Son olarak yetki bahsine geldiğimizde idare; serbest hareketlerle faaliyetlerini yerine getirdiği durumlarda bile, kanunların ve diğer düzenleyici işlemlerin sınırı içerisindedir. Bu nedenle idarenin yetki ögesi kapsamında takdir yetkisine sahip olması mümkün değildir.

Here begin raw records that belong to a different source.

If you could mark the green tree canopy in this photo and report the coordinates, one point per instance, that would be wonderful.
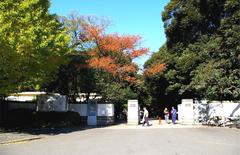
(32, 44)
(203, 49)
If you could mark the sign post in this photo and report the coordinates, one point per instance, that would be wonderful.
(133, 112)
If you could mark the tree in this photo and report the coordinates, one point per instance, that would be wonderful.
(202, 37)
(101, 62)
(33, 44)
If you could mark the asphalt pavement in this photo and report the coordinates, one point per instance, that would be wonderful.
(131, 140)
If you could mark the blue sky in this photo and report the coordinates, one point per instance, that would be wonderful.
(134, 17)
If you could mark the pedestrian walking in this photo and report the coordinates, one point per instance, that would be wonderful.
(174, 115)
(166, 115)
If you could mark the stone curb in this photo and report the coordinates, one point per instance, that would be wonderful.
(20, 140)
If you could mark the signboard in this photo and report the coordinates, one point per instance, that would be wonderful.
(133, 112)
(53, 102)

Hukuk devleti ilkesinin gerçekleştirilebilmesi sadece idarenin hukuka dayalı işlem tesisine bağlı değildir; hukuk devleti ilkesinin tam olarak gerçekleştirilebilmesi için aynı zamanda idarenin etkinliklerinin de denetlenmesi gerekmektedir. Genel olarak yargı denetiminin, hukuka ve ihtiyaca uygunluk (yerindelik denetimi) olarak iki dala ayrıldığı görülmektedir. Bu ayrımla beraber, idarenin denetimi için farklı sistemler mevcut olsa da Türk yargı sistemine göre idari işlemler İdari Yargılama Mahkemeleri’nde denetlenmektedir. İdarenin bağlı yetkiye dayanarak gerçekleştirdiği işlemler için, yargı denetiminin mevcut olduğu mutlak olarak kabul edilse de takdir yetkisi çerçevesinde gerçekleştirdiği işlemler için yargısal denetimin varlığı belirsizdir.

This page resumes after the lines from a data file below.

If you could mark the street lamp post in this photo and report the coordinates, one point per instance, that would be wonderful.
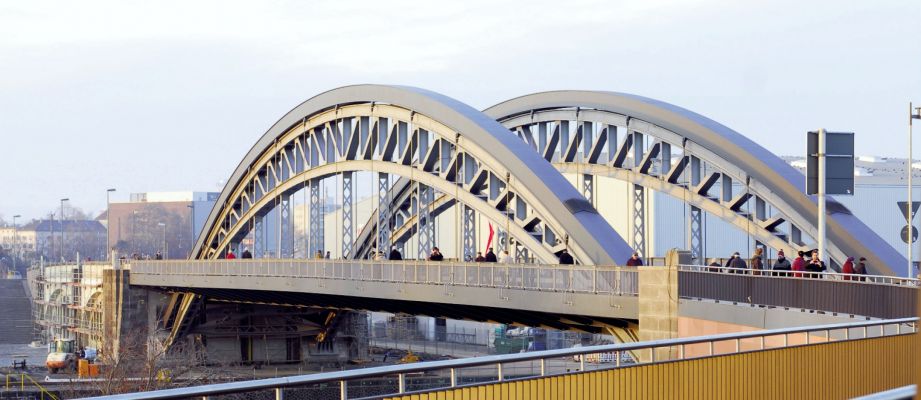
(62, 227)
(163, 246)
(108, 223)
(15, 237)
(913, 114)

Mevcut olan belirsizliği Anayasa’nın 125. maddesinde bulunan “İdarenin her türlü eylem ve işlemlerine karşı yargı yolu açıktır.” şeklindeki hükme bakarak çözümlemek en doğrusudur. Bu madde hükmünün lafzını göz önünde bulundurduğumuzda, her türlü kelimesinden; yargı denetiminin idarenin, takdir yetkisini kullanarak gerçekleştirdiği eylemleri de kapsadığını söyleyebilmekteyiz. Ancak bu denetimin içeriği, hukuka uygunluk denetimiyle sınırlıdır. Hukuka uygunluk denetimi yapılırken sadece kanuna uygunluk değil; tüzüklere, yönetmeliklere, tali mevzuata, yazılı olmayan hukukun genel ilkelerine uygunluk da denetlenmektedir. Ayrıca bu denetim yapılırken, idarenin takdir yetkisini kaldıracak kararlar vermemeye ve yerindelik denetiminin alanına girmemeye de dikkat edilmelidir. Bahsedilen durum 2577 sayılı İdari Yargılama Usulü Kanunu m.2’de, “…İdari yargı yetkisi, idari eylem ve işlemlerin hukuka uygunluğunun denetimi ile sınırlıdır. İdari mahkemeler; yerindelik denetimi yapamazlar, yürütme görevinin kanunlarda ve Cumhurbaşkanlığı kararnamelerinde gösterilen şekil ve esaslara uygun olarak yerine getirilmesini kısıtlayacak, idari eylem ve işlem niteliğinde veya idarenin takdir yetkisini kaldıracak biçimde yargı kararı veremezler…” olarak ifade edilmektedir.